Monsieur Henri Temple, pour avoir accepté d’être le directeur de ce mémoire et
pour avoir fourni une somme considérable de documentation précieuse. Je le remercie
également pour avoir grandement facilité l’obtention de mon stage au sein de l’ONU,
lieu où j’ai pu accumuler des connaissances très utiles à la rédaction de ce mémoire.
Madame Lorenza Jachia, Secrétaire exécutive du Working Party 6 au sein de la
Commission Economique pour l’Europe au siège genevois de l’ONU. C’est grâce à son
soutien que j’ai obtenu le stage au sein de la Commission Economique pour l’Europe.
Monsieur Valentin Nikonov, travaillant à la Commission Economique pour
l’Europe.
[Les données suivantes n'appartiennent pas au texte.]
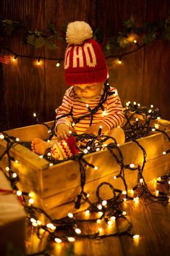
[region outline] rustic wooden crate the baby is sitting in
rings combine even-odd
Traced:
[[[166,120],[154,121],[159,124],[159,128],[166,131],[170,136],[170,122]],[[50,124],[50,123],[48,123]],[[9,135],[19,137],[21,141],[31,141],[38,137],[48,138],[47,129],[44,125],[31,125],[7,131]],[[147,153],[147,162],[143,176],[145,181],[166,175],[170,170],[170,154],[163,154],[169,149],[169,141],[163,133],[155,133],[138,140]],[[6,141],[0,140],[0,154],[6,148]],[[127,142],[120,146],[124,156],[124,164],[143,164],[143,152],[134,142]],[[82,204],[79,210],[75,209],[75,198],[80,193],[80,170],[79,164],[73,160],[61,162],[49,167],[49,162],[40,159],[38,154],[31,152],[25,146],[16,144],[11,149],[12,156],[18,163],[12,162],[12,168],[20,177],[18,187],[22,191],[35,192],[35,206],[46,210],[53,218],[61,218],[68,212],[77,212],[87,207]],[[120,178],[113,178],[119,174],[119,165],[116,163],[110,152],[105,149],[100,152],[86,154],[84,159],[93,165],[98,166],[98,170],[88,167],[86,171],[85,191],[90,194],[90,200],[96,201],[95,191],[103,181],[111,183],[116,189],[124,189]],[[7,158],[0,162],[1,168],[7,166]],[[137,170],[125,170],[125,179],[128,189],[132,189],[137,182]],[[111,191],[104,186],[101,197],[108,199]]]

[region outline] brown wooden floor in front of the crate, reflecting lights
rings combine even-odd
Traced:
[[[156,184],[149,184],[151,191]],[[160,185],[158,185],[160,186]],[[169,256],[170,255],[170,205],[163,206],[148,199],[140,198],[139,202],[122,203],[122,210],[127,212],[127,218],[132,222],[132,232],[140,234],[139,239],[129,236],[108,237],[105,239],[77,239],[73,243],[41,241],[35,235],[35,228],[27,228],[27,254],[41,252],[48,247],[48,254],[53,256]],[[84,214],[84,213],[82,213]],[[85,225],[83,234],[93,234],[101,226],[103,233],[116,231],[115,225],[104,227],[105,224]],[[124,220],[118,223],[120,230],[126,228]]]

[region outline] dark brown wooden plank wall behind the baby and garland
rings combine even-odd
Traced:
[[[62,28],[68,22],[85,20],[91,26],[103,28],[106,36],[116,36],[122,21],[133,15],[136,24],[164,19],[170,9],[169,0],[1,0],[1,18],[28,23],[30,30],[46,31],[53,22]],[[22,36],[10,37],[6,45],[18,54],[44,57],[63,57],[64,41],[58,50],[34,49],[22,41]],[[122,99],[136,101],[143,106],[159,107],[161,117],[170,120],[170,42],[155,41],[129,54],[117,65],[108,59],[110,83]],[[54,120],[56,107],[61,104],[67,85],[63,65],[43,60],[41,66],[34,59],[17,58],[17,62],[0,66],[0,130],[34,123],[33,112],[39,120]]]

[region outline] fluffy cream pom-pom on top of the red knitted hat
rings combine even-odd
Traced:
[[[84,21],[70,22],[67,25],[66,41],[69,45],[80,45],[83,41],[93,37],[93,30]]]

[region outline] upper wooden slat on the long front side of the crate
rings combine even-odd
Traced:
[[[139,139],[138,141],[147,152],[147,160],[159,157],[162,155],[163,151],[169,149],[169,141],[162,133],[157,133],[153,136]],[[138,165],[143,161],[143,152],[134,142],[123,144],[120,146],[120,149],[124,156],[125,164],[129,165],[134,163],[135,165]],[[116,163],[114,158],[111,157],[108,150],[88,154],[84,158],[93,165],[98,166],[97,171],[93,170],[93,168],[87,168],[86,182],[109,175],[110,173],[113,173],[113,170],[115,169],[119,170],[119,165]],[[80,185],[79,165],[77,162],[73,161],[61,163],[49,169],[43,170],[42,178],[42,198],[49,197],[52,194],[56,194],[61,191],[72,189],[75,186]]]

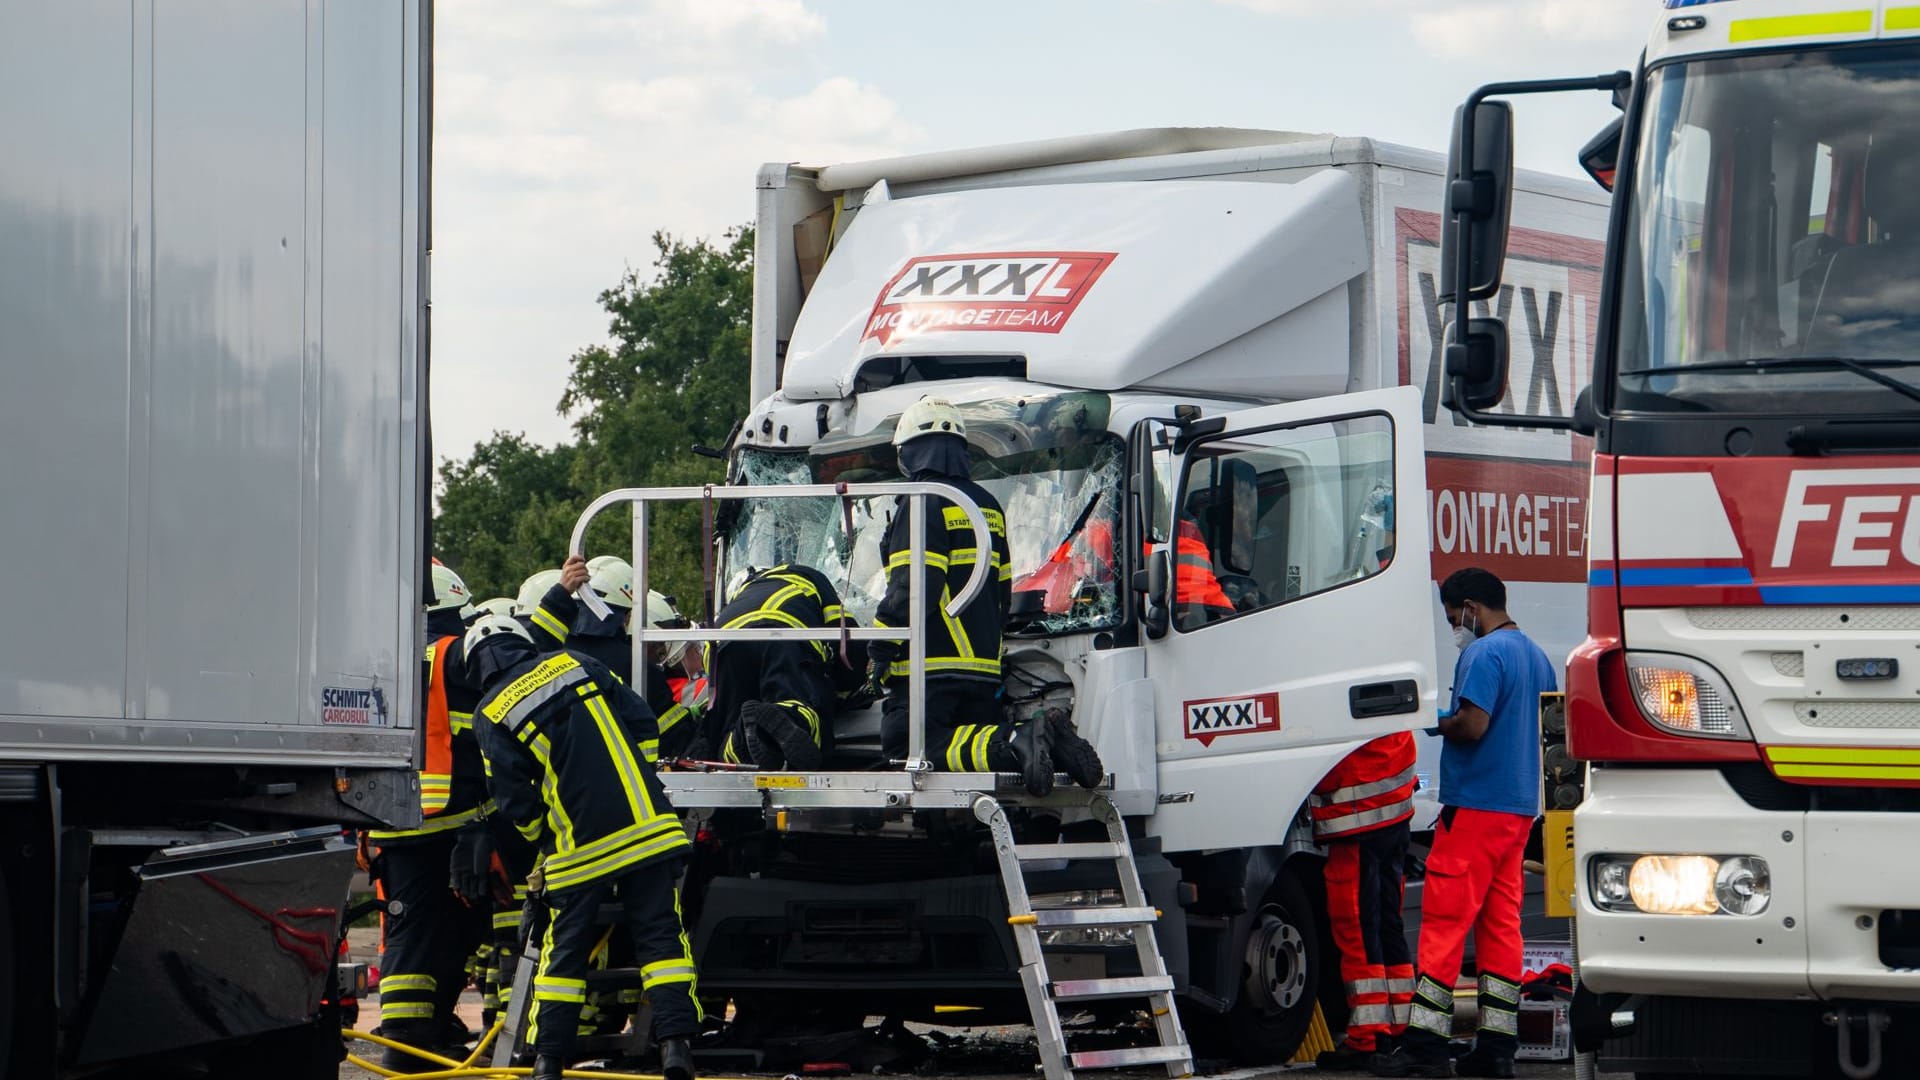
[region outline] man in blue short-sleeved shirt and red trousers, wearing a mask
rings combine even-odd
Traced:
[[[1480,969],[1480,1030],[1461,1076],[1513,1076],[1521,1007],[1521,865],[1540,815],[1540,696],[1553,663],[1507,615],[1507,586],[1469,567],[1440,584],[1465,642],[1453,707],[1440,719],[1440,824],[1421,896],[1419,982],[1400,1045],[1379,1076],[1453,1076],[1453,984],[1467,934]]]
La participation aux visio-conférences avec le MARS Group m’ayant permis
de mieux connaitre les différentes règlementations nationales et internationales en
matière de droit de la concurrence. Son aide a été précieuse et très appréciée.
Madame Dominique Rames, travaillant à la Commission Economique pour
l’Europe avec qui j’ai partagé notre bureau durant le stage à l’ONU. Son accueil, sa
disponibilité et son expertise ont été des facteurs déterminants pour le bon déroulement
du stage et pour la rédaction de ce mémoire.